Le 9 octobre à Pontarlier. Leonarda, collégienne kosovare, est arrêtée aux abords de son établissement pour rejoindre sa famille, en attente d’expulsion pour le pays d’origine du père. Alors que les conditions de son expulsion ont créé un malaise au sein même du PS, mettant notamment en question la « sanctuarisation » de l’école, les lycéens sont descendus dès jeudi 17 dans la rue pour manifester leur soutien à leur camarade. Ce samedi, le Président Hollande à proposé à Leonarda un retour en France mais non-accompagnée de sa famille, alimentant la polémique par un positionnement jugé soit inhumain, soit schizophrène…

 Haut Courant: Quel est votre point de vue sur la situation générale des expulsions d’étrangers en France depuis l’entrée en fonction de M. Hollande et son ministre M. Valls?
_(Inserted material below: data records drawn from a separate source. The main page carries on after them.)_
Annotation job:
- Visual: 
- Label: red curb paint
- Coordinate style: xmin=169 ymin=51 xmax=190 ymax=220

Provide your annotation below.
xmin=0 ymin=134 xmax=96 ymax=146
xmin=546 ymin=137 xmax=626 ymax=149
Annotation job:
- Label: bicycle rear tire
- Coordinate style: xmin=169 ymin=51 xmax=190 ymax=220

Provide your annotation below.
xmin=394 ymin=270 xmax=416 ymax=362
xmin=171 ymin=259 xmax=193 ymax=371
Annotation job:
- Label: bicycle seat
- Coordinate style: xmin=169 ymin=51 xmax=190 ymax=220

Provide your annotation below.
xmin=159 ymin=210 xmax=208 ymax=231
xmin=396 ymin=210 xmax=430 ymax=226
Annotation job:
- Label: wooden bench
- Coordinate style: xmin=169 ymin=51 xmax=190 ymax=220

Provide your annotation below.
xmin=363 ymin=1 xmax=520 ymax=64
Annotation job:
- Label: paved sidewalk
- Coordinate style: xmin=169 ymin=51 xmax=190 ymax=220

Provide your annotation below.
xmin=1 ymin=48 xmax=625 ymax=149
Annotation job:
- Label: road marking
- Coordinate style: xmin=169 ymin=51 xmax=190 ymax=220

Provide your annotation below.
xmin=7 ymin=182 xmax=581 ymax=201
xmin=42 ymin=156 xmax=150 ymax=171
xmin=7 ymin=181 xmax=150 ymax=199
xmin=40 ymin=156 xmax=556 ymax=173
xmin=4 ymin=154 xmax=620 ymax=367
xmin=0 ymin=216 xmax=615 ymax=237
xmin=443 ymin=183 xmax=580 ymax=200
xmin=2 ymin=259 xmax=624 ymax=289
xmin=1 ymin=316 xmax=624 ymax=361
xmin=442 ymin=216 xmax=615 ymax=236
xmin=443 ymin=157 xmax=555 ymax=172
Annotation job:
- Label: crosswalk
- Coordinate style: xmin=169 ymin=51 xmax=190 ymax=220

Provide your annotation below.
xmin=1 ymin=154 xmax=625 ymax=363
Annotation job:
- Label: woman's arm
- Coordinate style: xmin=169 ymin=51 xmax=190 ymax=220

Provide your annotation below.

Qu’est-ce qui a changé ou pas?

Clémence: Pour moi, la seule chose qui ait changé dans la politique d’immigration depuis l’élection de Hollande, c’est la manière de la gérer en termes de communication : avant, c’était « remplissez-moi ces charters! », maintenant c’est plutôt « on peut être de gauche et penser que la France peut pas accueillir toute la misère du monde, non? ». Dans les faits, je pense que rien d’autre n’a changé (à part, peut-être, une focalisation sur les Roms encore plus intense qu’auparavant…). Il me semble me souvenir que Manuel Valls se félicitait du fait que le gouvernement Hollande avait réussi à maintenir le nombre d’expulsions aux chiffres du gouvernement précédent.

 HC: Quel est votre point de vue sur l’affaire Léonarda? M. Ayrault avait parlé du besoin de vérifier si une «faute» a été commise. Pensez-vous que le déroulement des faits a impliqué une anormalité dans la manière dont se déroulent les expulsions d’habitude ou bien l’histoire de Léonarda est-elle plutôt banale?

C: Les deux !
Son histoire ne diffère pas vraiment du quotidien des arrestations de sans-papiers, qui sont très souvent entachées de telles « fautes » : on peut dire que la manière d’arrêter les étrangers en situation irrégulière est le plus souvent « anormale ».

 HC: Et pourtant une enquête administrative montre que les policiers n’ont fait qu’appliquer la loi…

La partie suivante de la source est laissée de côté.